As someone who is early in their career who has to constantly juggle side gigs, hobbies, the cost of living in a city while working a full-time job, my current creative financial goal is to live by this.
– Tools for professionals must pay their rent. –
I recognize fully that there are plenty of reasons people make art/ music/ any other creative medium or practice; but why should it be treated like something that exists outside of the rest of the financial pressures of my life?
Tools in this context can be defined as anything used in one’s creative process, particularly if it is used as an item to complete/ aid in completing any task. I use the term ‘tool’ both to imply a notion of what is useful, and also to be vague enough to cover the wide number of items that could potentially fall under that category.
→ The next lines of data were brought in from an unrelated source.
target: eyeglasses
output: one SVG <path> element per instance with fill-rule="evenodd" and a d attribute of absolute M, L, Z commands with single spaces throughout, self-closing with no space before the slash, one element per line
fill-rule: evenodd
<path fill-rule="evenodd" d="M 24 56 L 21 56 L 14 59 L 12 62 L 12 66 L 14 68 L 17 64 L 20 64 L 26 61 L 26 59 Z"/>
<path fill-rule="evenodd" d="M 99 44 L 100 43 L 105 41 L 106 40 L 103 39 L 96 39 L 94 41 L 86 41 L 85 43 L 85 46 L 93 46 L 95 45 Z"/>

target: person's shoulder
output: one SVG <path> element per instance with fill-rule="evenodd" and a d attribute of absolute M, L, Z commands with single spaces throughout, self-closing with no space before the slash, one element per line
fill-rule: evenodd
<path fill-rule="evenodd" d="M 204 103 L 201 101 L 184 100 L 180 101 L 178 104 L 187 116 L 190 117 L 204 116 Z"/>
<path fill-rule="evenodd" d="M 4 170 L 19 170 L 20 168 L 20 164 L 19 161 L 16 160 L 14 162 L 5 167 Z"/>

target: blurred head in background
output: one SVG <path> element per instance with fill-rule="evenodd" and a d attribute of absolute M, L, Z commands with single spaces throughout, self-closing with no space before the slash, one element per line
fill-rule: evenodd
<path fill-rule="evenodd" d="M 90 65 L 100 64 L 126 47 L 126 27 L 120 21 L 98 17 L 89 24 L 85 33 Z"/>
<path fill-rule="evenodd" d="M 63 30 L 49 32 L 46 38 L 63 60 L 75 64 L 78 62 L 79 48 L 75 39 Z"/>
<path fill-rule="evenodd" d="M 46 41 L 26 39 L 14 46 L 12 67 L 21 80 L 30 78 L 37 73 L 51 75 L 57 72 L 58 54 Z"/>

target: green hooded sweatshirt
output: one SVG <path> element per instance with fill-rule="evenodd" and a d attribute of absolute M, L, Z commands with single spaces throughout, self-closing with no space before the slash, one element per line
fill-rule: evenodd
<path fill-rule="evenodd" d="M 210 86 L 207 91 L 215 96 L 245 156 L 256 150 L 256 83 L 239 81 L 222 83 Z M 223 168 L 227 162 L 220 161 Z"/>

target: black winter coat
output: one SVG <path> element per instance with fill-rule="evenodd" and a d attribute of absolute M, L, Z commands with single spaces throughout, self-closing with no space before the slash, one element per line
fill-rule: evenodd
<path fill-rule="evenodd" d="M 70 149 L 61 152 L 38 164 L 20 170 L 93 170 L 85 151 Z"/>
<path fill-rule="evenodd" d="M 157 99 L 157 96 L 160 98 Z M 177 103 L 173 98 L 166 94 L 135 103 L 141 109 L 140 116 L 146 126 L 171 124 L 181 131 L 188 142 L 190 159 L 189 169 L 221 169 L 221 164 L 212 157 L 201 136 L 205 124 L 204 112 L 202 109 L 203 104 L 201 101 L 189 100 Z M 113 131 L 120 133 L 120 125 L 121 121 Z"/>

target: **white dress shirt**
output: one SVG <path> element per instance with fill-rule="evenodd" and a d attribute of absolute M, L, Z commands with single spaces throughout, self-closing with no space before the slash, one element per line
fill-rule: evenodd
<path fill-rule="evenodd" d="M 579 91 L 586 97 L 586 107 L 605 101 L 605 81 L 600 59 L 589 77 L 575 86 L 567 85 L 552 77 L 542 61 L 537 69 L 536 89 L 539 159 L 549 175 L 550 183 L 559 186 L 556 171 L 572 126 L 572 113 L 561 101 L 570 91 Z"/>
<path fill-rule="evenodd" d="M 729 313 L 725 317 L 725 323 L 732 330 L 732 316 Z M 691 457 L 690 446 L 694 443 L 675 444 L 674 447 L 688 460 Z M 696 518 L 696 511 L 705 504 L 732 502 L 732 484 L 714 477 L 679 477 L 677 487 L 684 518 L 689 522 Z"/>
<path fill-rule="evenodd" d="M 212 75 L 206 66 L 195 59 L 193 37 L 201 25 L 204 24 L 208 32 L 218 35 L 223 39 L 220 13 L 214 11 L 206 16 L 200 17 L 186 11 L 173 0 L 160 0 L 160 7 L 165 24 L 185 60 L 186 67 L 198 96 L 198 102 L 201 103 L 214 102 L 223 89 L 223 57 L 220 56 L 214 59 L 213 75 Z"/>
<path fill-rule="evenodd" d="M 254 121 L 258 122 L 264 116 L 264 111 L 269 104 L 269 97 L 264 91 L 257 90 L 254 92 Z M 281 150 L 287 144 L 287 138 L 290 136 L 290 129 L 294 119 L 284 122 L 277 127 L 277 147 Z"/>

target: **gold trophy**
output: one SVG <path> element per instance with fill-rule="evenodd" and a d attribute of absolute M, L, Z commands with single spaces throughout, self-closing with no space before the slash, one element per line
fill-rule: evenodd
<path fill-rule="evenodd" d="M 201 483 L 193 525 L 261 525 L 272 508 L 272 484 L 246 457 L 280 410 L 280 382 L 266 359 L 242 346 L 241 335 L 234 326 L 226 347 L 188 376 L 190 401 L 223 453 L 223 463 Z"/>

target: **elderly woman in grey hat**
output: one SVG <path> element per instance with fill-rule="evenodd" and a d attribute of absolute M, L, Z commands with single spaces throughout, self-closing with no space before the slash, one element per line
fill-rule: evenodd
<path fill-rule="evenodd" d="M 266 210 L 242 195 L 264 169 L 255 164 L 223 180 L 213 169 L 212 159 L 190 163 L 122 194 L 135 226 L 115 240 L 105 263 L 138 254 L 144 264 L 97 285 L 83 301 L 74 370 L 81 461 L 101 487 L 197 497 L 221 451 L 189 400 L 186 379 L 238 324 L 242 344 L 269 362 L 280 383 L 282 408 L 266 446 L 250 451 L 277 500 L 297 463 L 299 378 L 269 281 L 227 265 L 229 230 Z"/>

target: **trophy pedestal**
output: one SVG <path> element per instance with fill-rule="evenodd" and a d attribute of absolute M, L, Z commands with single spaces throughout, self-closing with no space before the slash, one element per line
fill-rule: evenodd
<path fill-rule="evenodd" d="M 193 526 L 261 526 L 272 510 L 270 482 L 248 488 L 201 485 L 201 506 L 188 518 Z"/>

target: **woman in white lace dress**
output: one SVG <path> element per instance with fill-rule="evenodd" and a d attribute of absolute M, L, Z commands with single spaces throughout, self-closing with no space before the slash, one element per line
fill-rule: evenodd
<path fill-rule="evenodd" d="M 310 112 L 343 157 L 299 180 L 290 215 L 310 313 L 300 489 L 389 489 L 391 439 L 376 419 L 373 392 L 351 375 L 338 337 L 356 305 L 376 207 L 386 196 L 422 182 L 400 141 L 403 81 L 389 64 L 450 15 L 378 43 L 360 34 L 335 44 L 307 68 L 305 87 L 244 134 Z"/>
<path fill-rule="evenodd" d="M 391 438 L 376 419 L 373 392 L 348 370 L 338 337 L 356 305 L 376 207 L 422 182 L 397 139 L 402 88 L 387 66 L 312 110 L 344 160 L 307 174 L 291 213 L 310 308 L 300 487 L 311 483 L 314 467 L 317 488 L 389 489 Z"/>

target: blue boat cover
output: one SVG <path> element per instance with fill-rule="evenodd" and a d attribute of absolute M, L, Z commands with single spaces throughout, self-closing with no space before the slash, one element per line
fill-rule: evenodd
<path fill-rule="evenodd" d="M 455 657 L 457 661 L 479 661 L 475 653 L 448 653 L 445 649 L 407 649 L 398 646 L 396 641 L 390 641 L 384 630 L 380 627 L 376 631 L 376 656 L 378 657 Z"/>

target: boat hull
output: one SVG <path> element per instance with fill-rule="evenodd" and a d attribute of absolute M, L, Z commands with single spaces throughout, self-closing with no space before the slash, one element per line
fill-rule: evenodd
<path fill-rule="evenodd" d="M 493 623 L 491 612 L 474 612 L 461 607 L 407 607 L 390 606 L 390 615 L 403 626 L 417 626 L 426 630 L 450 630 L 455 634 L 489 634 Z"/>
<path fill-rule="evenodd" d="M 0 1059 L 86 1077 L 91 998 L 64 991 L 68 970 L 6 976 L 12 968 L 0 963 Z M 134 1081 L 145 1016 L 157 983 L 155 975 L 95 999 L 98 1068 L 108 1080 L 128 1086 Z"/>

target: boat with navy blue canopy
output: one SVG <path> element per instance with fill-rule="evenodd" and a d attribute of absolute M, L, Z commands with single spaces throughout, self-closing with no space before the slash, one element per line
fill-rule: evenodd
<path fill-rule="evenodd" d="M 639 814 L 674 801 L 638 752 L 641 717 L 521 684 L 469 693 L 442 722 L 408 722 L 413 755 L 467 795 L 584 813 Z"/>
That being said, these creative tools I have don’t have to pay MY rent, but they certainly have to have a plan towards paying back the cost of me buying and housing the tool.
One of the coolest parts about making things is the fact that the tools you buy have the potential to make whoever uses them enough money to pay back that initial cost of buying, in addition to any other additional cost that they might need. Making stuff in a capitalist economy typically has the effect of making some sort of money for the work. To say it shortly (and over-simply), labor should be paid for, and labor that requires specific skills and tools should be able to pay for those skills and tools as well (even if over a long period of time).
So that being said, I want to leave the reader of this with some homework (doesn’t the concept of homework in a pandemic feel weird?). Take a list of what tools you have, and write down an educated guess of what you paid for it. If you’d like, write down a guess of what you have paid for in classes to better learn how to use those tools. Figure out the sum of all those, and put a mental pin in it.
Use that number as an inspiration to start valuing the work you do a little more, and also think about some ways that you can begin to recoup that using the tools you already have.